La Chronique Agora

Dette : Bruno Le Maire sort le Tipp-Ex (1/2)

Bruno Le Maire

Bruno Le Maire envisage l’étalement, voire l’annulation des dettes des entreprises françaises. La question est de savoir… s’il sait vraiment de quoi il parle ?

Vous avez entendu la dernière de Bruno Le Maire ? Il a déclaré vouloir effacer la dette des entreprises en difficultés.

Bruno : profession « effaceur ».

Il veut tout effacer, notre Bruno : la dette de la France par la croissance, la dette privée par un coup de Tipp-Ex. Il est comme ça notre Bruno !!

Invité sur RMC/BFMTV le 14 avril, il déclarait :

« Je proposerai d’ici quelques semaines un dispositif de concertation et de conciliation qui doit permettre à toutes les entreprises qui sont en train d’arriver face à ce mur de la dette, de leur proposer une solution sur mesure.

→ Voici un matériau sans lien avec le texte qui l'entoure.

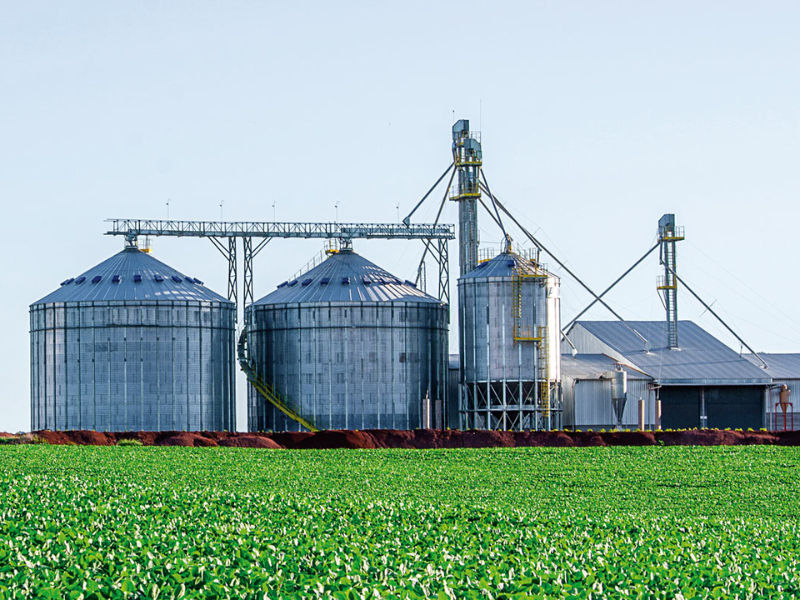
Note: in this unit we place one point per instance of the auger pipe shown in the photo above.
(438, 214)
(575, 277)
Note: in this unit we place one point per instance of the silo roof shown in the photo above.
(502, 265)
(346, 277)
(131, 275)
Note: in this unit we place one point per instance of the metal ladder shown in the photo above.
(544, 371)
(263, 387)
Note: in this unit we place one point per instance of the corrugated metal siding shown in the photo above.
(775, 414)
(587, 404)
(349, 365)
(122, 366)
(498, 375)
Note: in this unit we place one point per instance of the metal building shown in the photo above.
(348, 346)
(703, 384)
(132, 344)
(510, 328)
(785, 371)
(587, 392)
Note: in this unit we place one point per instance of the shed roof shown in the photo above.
(701, 360)
(131, 275)
(781, 366)
(346, 277)
(592, 366)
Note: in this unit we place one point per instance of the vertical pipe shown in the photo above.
(641, 415)
(703, 416)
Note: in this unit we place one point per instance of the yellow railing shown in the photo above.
(264, 388)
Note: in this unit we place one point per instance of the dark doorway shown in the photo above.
(734, 407)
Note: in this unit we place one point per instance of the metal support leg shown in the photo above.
(422, 277)
(444, 273)
(232, 283)
(247, 247)
(230, 255)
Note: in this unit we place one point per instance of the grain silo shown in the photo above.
(132, 344)
(510, 360)
(348, 346)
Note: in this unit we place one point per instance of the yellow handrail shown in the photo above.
(264, 388)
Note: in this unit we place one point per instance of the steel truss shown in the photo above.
(435, 236)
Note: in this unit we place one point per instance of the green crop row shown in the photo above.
(133, 522)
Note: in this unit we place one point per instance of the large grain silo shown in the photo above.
(348, 346)
(510, 360)
(132, 344)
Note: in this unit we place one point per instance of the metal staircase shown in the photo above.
(544, 371)
(263, 387)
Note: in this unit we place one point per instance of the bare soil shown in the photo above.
(418, 438)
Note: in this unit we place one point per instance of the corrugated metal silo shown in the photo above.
(132, 344)
(351, 347)
(510, 328)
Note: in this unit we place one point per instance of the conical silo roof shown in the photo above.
(346, 277)
(131, 275)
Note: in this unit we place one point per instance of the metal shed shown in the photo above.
(704, 383)
(784, 370)
(586, 389)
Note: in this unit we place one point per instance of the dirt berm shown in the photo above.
(418, 438)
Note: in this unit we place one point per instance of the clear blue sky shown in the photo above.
(597, 118)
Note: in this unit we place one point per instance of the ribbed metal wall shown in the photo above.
(118, 366)
(366, 363)
(132, 345)
(774, 415)
(499, 376)
(587, 404)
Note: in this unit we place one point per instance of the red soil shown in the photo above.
(425, 438)
(249, 441)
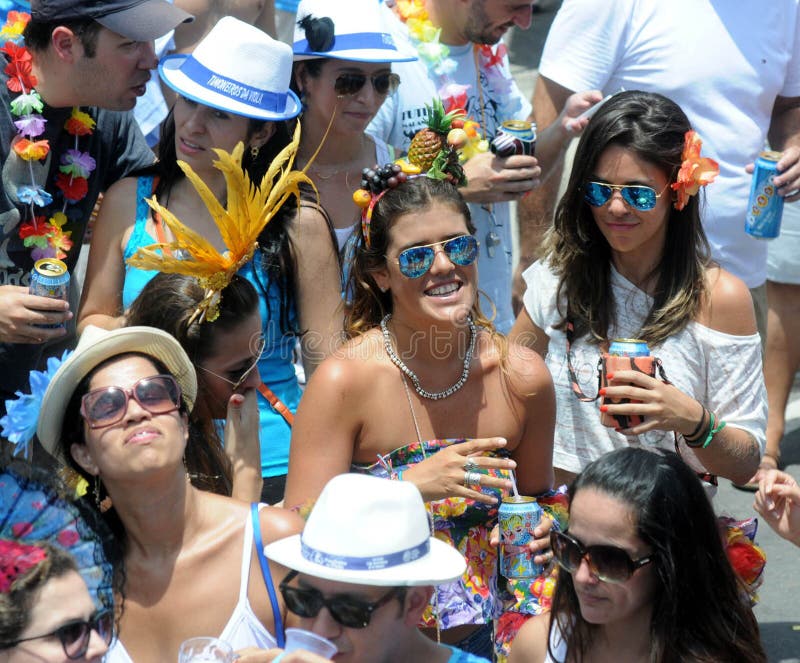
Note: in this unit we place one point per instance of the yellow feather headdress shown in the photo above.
(249, 209)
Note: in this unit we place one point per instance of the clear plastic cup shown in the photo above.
(205, 650)
(297, 638)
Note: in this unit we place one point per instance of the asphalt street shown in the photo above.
(778, 610)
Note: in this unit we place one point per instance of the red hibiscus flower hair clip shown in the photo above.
(696, 171)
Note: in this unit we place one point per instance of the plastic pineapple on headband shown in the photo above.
(436, 151)
(249, 208)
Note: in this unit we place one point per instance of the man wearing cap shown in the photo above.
(71, 76)
(363, 571)
(463, 61)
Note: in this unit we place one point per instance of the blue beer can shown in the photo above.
(517, 516)
(50, 278)
(515, 137)
(628, 347)
(765, 207)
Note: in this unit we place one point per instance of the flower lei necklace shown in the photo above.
(436, 56)
(47, 238)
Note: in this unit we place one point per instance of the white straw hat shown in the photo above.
(359, 32)
(369, 531)
(94, 347)
(236, 68)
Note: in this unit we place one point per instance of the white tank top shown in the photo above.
(243, 628)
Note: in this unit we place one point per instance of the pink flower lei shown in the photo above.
(436, 56)
(45, 237)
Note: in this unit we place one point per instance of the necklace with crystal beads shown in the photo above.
(430, 395)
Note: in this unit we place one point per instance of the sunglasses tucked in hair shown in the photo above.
(242, 375)
(348, 611)
(640, 197)
(607, 563)
(157, 394)
(349, 84)
(75, 635)
(417, 260)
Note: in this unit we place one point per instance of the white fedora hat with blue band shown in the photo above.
(236, 68)
(369, 531)
(360, 32)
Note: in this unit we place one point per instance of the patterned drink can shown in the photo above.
(50, 278)
(515, 137)
(628, 347)
(765, 208)
(518, 515)
(624, 354)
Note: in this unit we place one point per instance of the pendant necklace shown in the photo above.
(430, 395)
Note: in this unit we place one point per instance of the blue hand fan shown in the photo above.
(33, 508)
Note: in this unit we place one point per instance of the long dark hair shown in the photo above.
(274, 253)
(369, 304)
(168, 302)
(700, 610)
(653, 127)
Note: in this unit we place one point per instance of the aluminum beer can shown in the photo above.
(515, 137)
(50, 278)
(624, 354)
(517, 516)
(765, 208)
(628, 347)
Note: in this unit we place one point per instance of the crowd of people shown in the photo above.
(299, 367)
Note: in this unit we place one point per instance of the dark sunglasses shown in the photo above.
(349, 84)
(607, 563)
(346, 610)
(158, 394)
(242, 375)
(75, 635)
(417, 260)
(642, 198)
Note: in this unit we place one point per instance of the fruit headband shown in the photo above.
(436, 151)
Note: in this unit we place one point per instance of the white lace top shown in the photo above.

[…] On ne va pas attendre que l’entreprise se prenne le mur, on va regarder sa situation, l’étudier tous ensemble et voir s’il faut étaler sa dette, voire annuler sa dette en partie. »

J’adore entendre Bruno parler de choses dont il n’a pas la moindre idée. Il ne sait pas ce qu’est une entreprise. Il parle de mur de dettes, alors que c’est lui qui a poussé les entreprises dans le mur en les empêchant de fonctionner, puis qui les a poussées à s’endetter à des niveaux impossibles à rembourser.

C’est son rêve de gosse qui se réalise : il voulait être pompier, alors il a mis le feu pour mieux pouvoir l’éteindre !

Et voilà où cela nous mène…

Pompier-pyromane

On a donné indifféremment des aides à toutes les entreprises, qu’elles soient viables ou non, pour compenser l’absence d’activité depuis un an, mais on leur a permis et on les a même souvent poussées à s’endetter avec de l’argent artificiellement gratuit.

La politique de taux très bas que l’on connaît depuis maintenant plusieurs années ne permet pas de faire le tri entre un modèle économique qui fonctionne et un autre qui ne fonctionne pas. Autrement dit, on a fabriqué pendant des années des légions de zombies, créant des surcapacités, et donc une pression à la baisse sur les prix.

Les entreprises saines n’ont plus de pricing power, elles sont entraînées vers le fond par les entreprises « subventionnées ». C’est de la concurrence inégale. Les zombies sont des petites et moyennes entreprises, mais aussi de très grandes entreprises et même des pays.

Ces entités, ne fonctionnant que grâce à la dette, ne créent pas de croissance, juste une illusion de croissance. Et elles creusent leur tombe. Surtout que cette dette ne sert généralement pas à financer des projets qui généreront plus tard des profits ou a minima des économies, mais servent plutôt à couvrir des dépenses de fonctionnement, à remplacer du chiffre d’affaires ou encore à faire de mauvais investissements qui ne rapporteront jamais rien.

Donc, Bruno a une idée !!

Il faut supprimer cette dette, c’est si simple la vie avec Bruno !!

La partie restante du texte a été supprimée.